While biding our time before the next count, Grace told me stories about her nature and birding experiences. As a volunteer, she does a weekly population and status check of Least Terns and Western Snowy Plovers. There are tern colonies in a Venice Beach protected zone on the north side of the channel where the monitoring is done. Regular observations of these birds are done to track breeding, nesting, and assess any threats from predators. Local crows are a huge problem for these birds: the birds are very smart and observe the mating/nesting habits of the terns, then swoop in, snag eggs, and fly off with them. Another notable issue she mentioned was noise pollution from helicopters flying below the allowed altitude right over the colony. And sure enough, before the end of our two hours, we witnessed a helicopter wiz by right over the colony.
The Western Snowy Plover surveying is a joint effort between biologists and several Audubon chapters. The goal of the surveying is to estimate the number of wintering and breeding plovers at current, historical, and potential breeding sites over time. The participants collect bird band information, population counts, location, beach use, and predator data.
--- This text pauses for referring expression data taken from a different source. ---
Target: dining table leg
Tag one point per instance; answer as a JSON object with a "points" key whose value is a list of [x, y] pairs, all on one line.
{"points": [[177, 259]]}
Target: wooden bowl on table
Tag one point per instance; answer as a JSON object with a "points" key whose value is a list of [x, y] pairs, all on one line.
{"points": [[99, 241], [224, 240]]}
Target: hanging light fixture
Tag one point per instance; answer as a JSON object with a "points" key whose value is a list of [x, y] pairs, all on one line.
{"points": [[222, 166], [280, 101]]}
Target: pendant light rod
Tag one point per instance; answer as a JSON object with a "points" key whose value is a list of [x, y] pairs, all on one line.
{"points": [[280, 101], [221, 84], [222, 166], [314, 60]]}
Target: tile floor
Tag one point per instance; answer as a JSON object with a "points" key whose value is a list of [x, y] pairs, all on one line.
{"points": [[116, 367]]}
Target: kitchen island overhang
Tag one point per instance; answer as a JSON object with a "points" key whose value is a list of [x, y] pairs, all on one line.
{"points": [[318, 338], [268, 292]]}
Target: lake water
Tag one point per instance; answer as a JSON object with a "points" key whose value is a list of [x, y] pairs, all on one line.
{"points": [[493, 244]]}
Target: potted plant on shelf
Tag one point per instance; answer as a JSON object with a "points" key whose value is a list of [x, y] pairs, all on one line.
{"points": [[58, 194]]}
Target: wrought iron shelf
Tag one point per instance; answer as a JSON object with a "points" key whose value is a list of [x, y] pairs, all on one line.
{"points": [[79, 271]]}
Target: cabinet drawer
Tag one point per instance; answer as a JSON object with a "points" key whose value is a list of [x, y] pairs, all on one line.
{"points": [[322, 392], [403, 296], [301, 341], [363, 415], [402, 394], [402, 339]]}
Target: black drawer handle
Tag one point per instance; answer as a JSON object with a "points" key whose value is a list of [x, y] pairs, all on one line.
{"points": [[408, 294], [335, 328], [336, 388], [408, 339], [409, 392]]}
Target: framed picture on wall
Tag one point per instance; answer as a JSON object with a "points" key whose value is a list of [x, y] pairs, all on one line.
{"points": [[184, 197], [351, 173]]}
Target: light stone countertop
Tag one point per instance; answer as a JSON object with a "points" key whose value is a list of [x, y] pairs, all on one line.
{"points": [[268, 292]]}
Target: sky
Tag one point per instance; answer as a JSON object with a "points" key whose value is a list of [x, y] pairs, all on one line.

By the time Larry did the second count at 6:30PM, the number of pelicans swelled to about 340 birds!
After waiting a few more minutes, I got behind the spotting scope to do a count. The wind was blowing and caused a lot of vibration on the scope which made counting really hard. To make matters worse, I had to ignore the many cormorants that were mixed in with the pelicans. To my surprise, there was a bunch of sea lions sunbathing on the end of the jetting that were blending in with the rocks! My count came to about just shy of 300; this was with me being as conservative as possible. Bird silhouettes start to all look the same after a while. I have to give the other counters credit—it is no easy task!
My non-birder friend spent the whole time exploring the jetty and fishing. He befriended a local fisher and borrowed a piece of fishing line to try his luck at catching something. After tossing his line in and being patient for a while, he snagged a fish! It was a decently-sized Rockfish. You could hear him yell out in excitement when he reeled it in. He gave the fish to his new friend as a thank you (how would we get it home anyway?).
While he was trying his luck at a second fish, he fumbled and dropped the line into the water. His fisherman friend came over to help retrieve the line using his own pole. After struggling for a few minutes he successfully recovered the line. It is very important for fishers to not let any fishing line escape into the water because birds and other animals can easily get tangled up and injured. I saw so many ensnared birds come into International Bird Rescue with line tied up all around them, it was devastating.
After the count was finished, each group was instructed to submit their count data into eBird for historical purposes.